Genotoxicity of alpha-asarone analogues

The role of cholesterol in the formation of atherosclerotic lesions during hypercholesterolemia has been confirmed. alpha-Asarone is a substance of a potent hypolipidemic activity which is isolated from plants. We previously described the synthesis of several alpha-asarone analogues exhibiting hypolipidemic and antiplatelet activity. Genotoxic activity of four selected alpha-asarone analogues was theoretically evaluated based on quantum-mechanical method for calculation of enthalpy of carbocations formation (DeltaH(R)) according to the Testa's method. In the present paper, we evaluated the mutagenic and genotoxic activity of alpha-asarone isomers 2-5 based on the reference Ames test and micronucleus test. Results obtained in the study show that tested isomers were non-mutagenic, however, they exhibited growing cytotoxic activity. Relationship between the heat of formation of their putative metabolic intermediates and mutagenic/genotoxic activity was not confirmed.

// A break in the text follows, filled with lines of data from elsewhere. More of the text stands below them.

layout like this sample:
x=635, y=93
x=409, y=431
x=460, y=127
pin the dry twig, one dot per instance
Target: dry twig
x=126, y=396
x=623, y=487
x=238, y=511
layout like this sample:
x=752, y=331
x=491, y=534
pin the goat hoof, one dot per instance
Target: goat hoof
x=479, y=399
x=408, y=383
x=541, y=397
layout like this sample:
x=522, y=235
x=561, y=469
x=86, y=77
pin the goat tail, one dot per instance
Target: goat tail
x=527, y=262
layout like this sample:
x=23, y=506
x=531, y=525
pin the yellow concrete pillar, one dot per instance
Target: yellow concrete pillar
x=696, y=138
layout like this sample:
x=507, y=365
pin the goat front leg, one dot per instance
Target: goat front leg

Protection of cultured rat cortical neurons from excitotoxicity by asarone, a major essential oil component in the rhizomes of Acorus gramineus

Previous reports have shown that the methanol extract and the essential oil from Acori graminei Rhizoma (AGR) inhibited excitotoxic neuronal cell death in primary cultured rat cortical cells. In the present study, an active principle was isolated from the methanol extract by biological activity-guided fractionations and identified as asarone. We evaluated neuroprotective actions and action mechanisms of the isolated asarone as well as the alpha- and the beta-asarone obtained commercially. The isolated asarone inhibited the excitotoxicity induced by the exposure of cortical cultures for 15 min to 300 microM NMDA in a concentration-dependent manner, with the IC50 of 56.1 microg/ml. The commercially obtained alpha- and beta-asarone exhibited more potent inhibitions of the NMDA-induced excitotoxicity than the isolated asarone. Their respective IC50 values were 18.2 and 26.5 microg/ml. The excitotoxicity induced by glutamate (Glu) was also inhibited, but with much less potency than the toxicity induced by NMDA. The IC50 values for the alpha-, beta-, and the isolated asarone were 89.7, 121.7, and 279.5 microg/ml, respectively. Based on the receptor-ligand binding studies using a use-dependent NMDA receptor-channel blocker [3H]MK-801, asarone inhibited the specific bindings in a concentration-dependent fashion. These results indicate that asarone, the major essential oil component in AGR, exhibits neuroprotective action against the NMDA- or Glu-induced excitotoxicity through the blockade of NMDA receptor function. The alpha-asarone was found to exhibit more potent inhibition of [3H]MK-801 bindings, which is consistent with its more potent neuroprotective action than the beta- or the isolated asarone.